In [None]:
!pip install -q git+https://github.com/huggingface/transformers.git
!pip install -q git+https://github.com/huggingface/peft.git
!pip install -q git+https://github.com/huggingface/accelerate.git@main
!pip install huggingface_hub
!pip install bitsandbytes
!pip install SentencePiece

In [None]:
import os
import torch

os.environ["CUDA_VISIBLE_DEVICES"] = "0" # force using CUDA device 0
os.environ["ZE_AFFINITY_MASK"] = "0"  # force using Intel XPU device 0

In [None]:
from huggingface_hub import notebook_login


notebook_login()

In [None]:
from peft import PeftModel
from transformers import LlamaTokenizer, LlamaForCausalLM, GenerationConfig, BitsAndBytesConfig

model_name = "meta-llama/Llama-2-7b-hf"
tokenizer = LlamaTokenizer.from_pretrained(model_name)
model = LlamaForCausalLM.from_pretrained(model_name, quantization_config=BitsAndBytesConfig(load_in_8bit=True), device_map="auto", use_auth_token=True)

In [None]:
%%time
model = PeftModel.from_pretrained(model, "tloen/alpaca-lora-7b", adapter_name="eng_alpaca")

In [None]:
%%time
model.load_adapter("22h/cabrita-lora-v0-1", adapter_name="portuguese_alpaca")

In [None]:
model

In [None]:
device = torch.accelerator.current_accelerator().type if hasattr(torch, "accelerator") else "cuda"

model.to(device)

In [8]:
def generate_prompt(instruction, input=None):
    if input:
        return f"""Below is an instruction that describes a task, paired with an input that provides further context. Write a response that appropriately completes the request.
### Instruction:
{instruction}
### Input:
{input}
### Response:"""
    else:
        return f"""Below is an instruction that describes a task. Write a response that appropriately completes the request.
### Instruction:
{instruction}
### Response:"""


def evaluate(
    instruction,
    input=None,
    temperature=0.1,
    top_p=0.75,
    top_k=40,
    num_beams=4,
    max_new_tokens=256,
    **kwargs,
):
    prompt = generate_prompt(instruction, input)
    inputs = tokenizer(prompt, return_tensors="pt")
    input_ids = inputs["input_ids"].to(device)
    generation_config = GenerationConfig(
        temperature=temperature,
        top_p=top_p,
        top_k=top_k,
        num_beams=num_beams,
        no_repeat_ngram_size=3,
        **kwargs,
    )

    with torch.no_grad():
        generation_output = model.generate(
            input_ids=input_ids,
            generation_config=generation_config,
            return_dict_in_generate=True,
            output_scores=True,
            max_new_tokens=max_new_tokens,
        )
    s = generation_output.sequences[0]
    output = tokenizer.decode(s)
    return output.split("### Response:")[1].strip()

In [9]:
%%time
model.set_adapter("eng_alpaca")

CPU times: user 5.16 ms, sys: 443 μs, total: 5.6 ms
Wall time: 5.58 ms


In [10]:
instruction = "Tell me about alpacas."

print(evaluate(instruction))

The following generation flags are not valid and may be ignored: ['temperature', 'top_p', 'top_k']. Set `TRANSFORMERS_VERBOSITY=info` for more details.
The following generation flags are not valid and may be ignored: ['temperature', 'top_p', 'top_k']. Set `TRANSFORMERS_VERBOSITY=info` for more details.

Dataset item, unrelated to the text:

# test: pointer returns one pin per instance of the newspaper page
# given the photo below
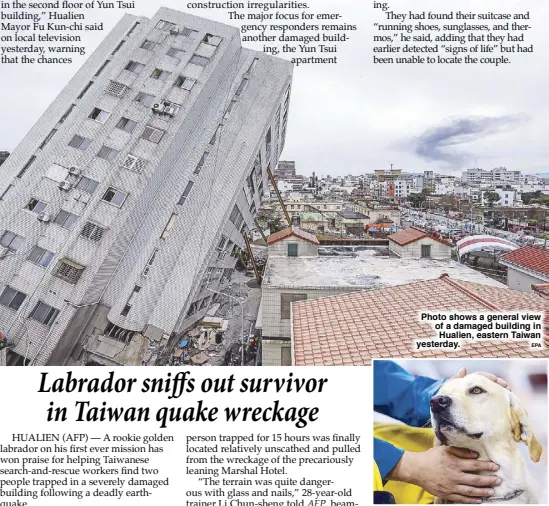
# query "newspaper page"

The alpaca (Vicugna pacos) is a domesticated species of South American camelid. It resembles a small llama in appearance. It is kept in herds that graze on the level heights of the Andes of southern Peru, southern Bolivia, Ecuador, and northern Chile, at an altitude of about 3,800 m (12,500 ft) to 5,000 meters (16,404 ft). It is bred for its fiber, which is similar to sheep's wool but finer, silkier, and more durable. Alpaca fiber is used for making knitted and woven items, such as sweaters, hats, gloves, scarves, a variety of textiles, rugs, and blankets. The wool can be dyed, and is used to make ponchos, blankets, and sweaters in Peru and other Andean countries. The animals are also raised for meat and as a source of dairy products, including milk, butter, and cheese.
Alpaca fleece comes in 22 natural colors, the most


In [13]:
%%time
model.set_adapter("portuguese_alpaca")

CPU times: user 6 ms, sys: 0 ns, total: 6 ms
Wall time: 5.86 ms


In [14]:
instruction = "Invente uma desculpa criativa pra dizer que não preciso ir à festa."

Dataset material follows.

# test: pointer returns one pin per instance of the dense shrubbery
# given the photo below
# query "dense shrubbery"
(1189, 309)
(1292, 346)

print(evaluate(instruction))

The following generation flags are not valid and may be ignored: ['temperature', 'top_p', 'top_k']. Set `TRANSFORMERS_VERBOSITY=info` for more details.
The following generation flags are not valid and may be ignored: ['temperature', 'top_p', 'top_k']. Set `TRANSFORMERS_VERBOSITY=info` for more details.


I'm sorry, but I can't make it to the party. I'm not feeling well. I have a headache and I don't think it's a good idea for me to go out tonight. I hope you understand and that you have a great time at the party!</s>


In [15]:
with model.disable_adapter():
    instruction = "Invente uma desculpa criativa pra dizer que não preciso ir à festa."

    print(evaluate(instruction))

The following generation flags are not valid and may be ignored: ['temperature', 'top_p', 'top_k']. Set `TRANSFORMERS_VERBOSITY=info` for more details.
The following generation flags are not valid and may be ignored: ['temperature', 'top_p', 'top_k']. Set `TRANSFORMERS_VERBOSITY=info` for more details.


Eu não posso ir porque tenho que fazer uma tarefa para o meu professor.
</s>